In 2018, 400 GPa was achieved by his team and a detailed description of pressure loading and distribution, gasket thickness variation, and diamond anvil deformation was reported.

=== Towards metallic hydrogen ===
Mao is a pioneer in experimentally exploring the possible metallic hydrogen phase under high pressure. His work on solid hydrogen starts in 1988, where he reported single-crystal structure of hydrogen up to 26.5 GPa. He later published a review paper on transitions in solid hydrogen in 1994. In 1996, his team's work suggested a more compressible solid hydrogen than previously thought. More recently in 2019, his team published results on single crystal diffraction of the lightest material in the world, hydrogen, up to 254 GPa and revealed isostructural electronic transitions in solid hydrogen at around 220 GPa.

=== Superconductivity ===
In 1987, Mao and a colleague at the Geophysical Laboratory, Robert Hazen, identified the composition and structure of the first high-temperature superconductor to have a critical temperature above the boiling point of liquid nitrogen.
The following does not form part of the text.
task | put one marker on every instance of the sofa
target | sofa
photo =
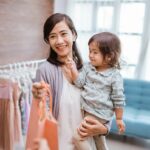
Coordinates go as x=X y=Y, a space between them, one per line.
x=137 y=109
=== Iron peroxide in Earth's interior ===
Mao discovered formation of FeO_{2}H_{x} from goethite FeOOH or from iron-water reaction under Earth's lower mantle conditions. The novel FeO_{2}H_{x} phase processes a pyrite structure. Since this phase can contain varied amount of hydrogen, it would have important implications for the deep water cycle.

==Honors and awards==

- 1979, Fellow of the Mineralogical Society of America
- 1979, the Mineralogical Society of America Award
- 1987, Fellow of the American Geophysical Union
- 1989, the P. W. Bridgman Award, from the AIRAPT International
- 1990, the Arthur L. Day Prize, from the United States National Academy of Sciences
- 1993, Member of the United States National Academy of Sciences
- 1994, Academician of the Academia Sinica, Taiwan
- 1994, Fellow of the American Physical Society
- 1996, Foreign Member of the Chinese Academy of Sciences
- 1996, Fellow of the Geochemical Society
- 2002, Chinese government Friendship Award
- 2005, the Balzan Prize for Mineral Physics (with Russell J. Hemley)
- 2005, the Gregori Aminoff Prize, from the Royal Swedish Academy of Sciences
- 2005, the Roebling Medal, from the Mineralogical Society of America
- 2007, the Inge Lehmann Medal, from the American Geophysical Union
- 2008, Foreign Fellow of the Royal Society of London
- In 2021, davemaoite, a mineral found only in the deep mantle of the earth, was named after Mao. It is estimated to make 5–7% of the Earth's lower mantle.